# Do I need dust col if...



## Daniel1381 (Mar 25, 2013)

I alway run all my saws out side my garage because I have a huge driveway .. I use dewalt shop vac hooked up to my machines I am running


----------



## Fred Hargis (Apr 28, 2012)

I'm big on having good DC...but I have to admit if I could move my stuff outside to run it, I might skip DC. The planer (and maybe jointer) would need some more consideration just due to the volume and type of shavings they produce (won't blow away quiet as easily), but for all the dust producers I'd just let it blow...unless I had neighbors close by.


----------



## Daniel1381 (Mar 25, 2013)

Ok... Just thought I could spend that dc money on more tools since I run mine outside ..


----------



## against_the_grain (Aug 15, 2010)

Daniel1381 said:


> Ok... Just thought I could spend that dc money on more tools since I run mine outside ..


If you do any sanding or create any significant dust whatsoever in your shop/garage , I would at a minimum invest in a shop vac and maybe a downdraft table.

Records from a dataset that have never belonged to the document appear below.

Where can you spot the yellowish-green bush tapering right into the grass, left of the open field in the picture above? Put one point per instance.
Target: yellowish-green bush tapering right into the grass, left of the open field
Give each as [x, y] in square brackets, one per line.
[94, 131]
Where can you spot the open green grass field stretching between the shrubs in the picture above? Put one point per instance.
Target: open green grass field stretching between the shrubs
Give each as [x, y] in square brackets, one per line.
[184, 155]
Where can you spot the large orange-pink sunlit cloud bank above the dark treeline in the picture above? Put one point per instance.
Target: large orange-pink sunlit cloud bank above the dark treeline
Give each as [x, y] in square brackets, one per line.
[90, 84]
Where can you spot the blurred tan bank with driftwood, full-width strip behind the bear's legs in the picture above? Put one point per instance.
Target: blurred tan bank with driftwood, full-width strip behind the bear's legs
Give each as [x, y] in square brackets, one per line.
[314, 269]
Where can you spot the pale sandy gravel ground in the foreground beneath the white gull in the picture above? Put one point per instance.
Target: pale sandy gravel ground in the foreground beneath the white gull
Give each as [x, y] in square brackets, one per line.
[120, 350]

Otherwise hold off on the DC until at which time you will be doing more stuff inside.

A DC system purchase shouldn't be made until you have a better idea of the requirements for your particular needs. Only then will you be able to make an informed purchase.


----------



## Brian T. (Dec 19, 2012)

In my cozy winter shop, I carve abalone/clam/scallop/mussel shells, stone (usually slate) and some steel (branding irons for wood carvings). I don't care about the bits and chunks that are flying around.
It's the smoke-like dust >>> ShopVac + plaster/ash bag. Big stone work gets done outdoors, wet/dry on windy days and we get lots of those. Still, outside, I wear a mask. The wind stops swirling around when I take it off.


----------



## Daniel1381 (Mar 25, 2013)

so i put off the dust collection and bought 

dewalt 12.5 planner and a dewalt planner cart with wheels and rollers(home depot 199.99)
replaced my miter saw with a dewalt compound slider with 199.99 cart with wheels
dewalt 15 gal compressor
bostitch pinner nail gun 
and a dewalt 12 gal vac with auto clean feature and tool turn on and off.

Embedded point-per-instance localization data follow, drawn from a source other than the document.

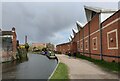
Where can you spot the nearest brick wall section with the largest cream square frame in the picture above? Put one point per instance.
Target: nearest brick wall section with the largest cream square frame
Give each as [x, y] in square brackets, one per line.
[111, 38]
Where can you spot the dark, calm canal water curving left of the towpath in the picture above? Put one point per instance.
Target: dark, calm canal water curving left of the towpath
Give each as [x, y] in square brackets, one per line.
[37, 67]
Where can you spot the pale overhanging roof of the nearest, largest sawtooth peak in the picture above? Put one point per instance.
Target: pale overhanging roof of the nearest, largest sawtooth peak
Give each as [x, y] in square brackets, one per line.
[99, 10]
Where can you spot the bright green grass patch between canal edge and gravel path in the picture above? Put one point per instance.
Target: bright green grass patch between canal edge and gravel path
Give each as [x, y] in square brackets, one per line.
[60, 73]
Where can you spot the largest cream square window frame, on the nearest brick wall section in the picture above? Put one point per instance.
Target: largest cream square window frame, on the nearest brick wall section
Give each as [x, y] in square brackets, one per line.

now i am looking to buy the ridgid jointer 549.99 to go with my ridgid table saw r4512


----------



## Fred Hargis (Apr 28, 2012)

Ya' did good, that must have been one whale of a DC you were considering :laughing::laughing:.


----------



## Daniel1381 (Mar 25, 2013)

went alittle over board... but you only live once ! black and yellow is so addicting will post pics when everything is setup


----------



## jacko9 (Dec 29, 2012)

I put off dust collection for 35 years but after complaining of coughing and head aches to my doctor, I realized that I was playing with fire and even though the winds in my driveway blew away a lot of the visable dust, the wind changed direction often enough that my nose and lungs were getting way too much dust. Six months ago I purchased the Oneida 3hp V-System since I was completing a black walnut project and embarking on a rosewood piece. No more blowing my nose getting a the dark equivalent of a coal miners debris. I just wish I had done this a long time ago.


----------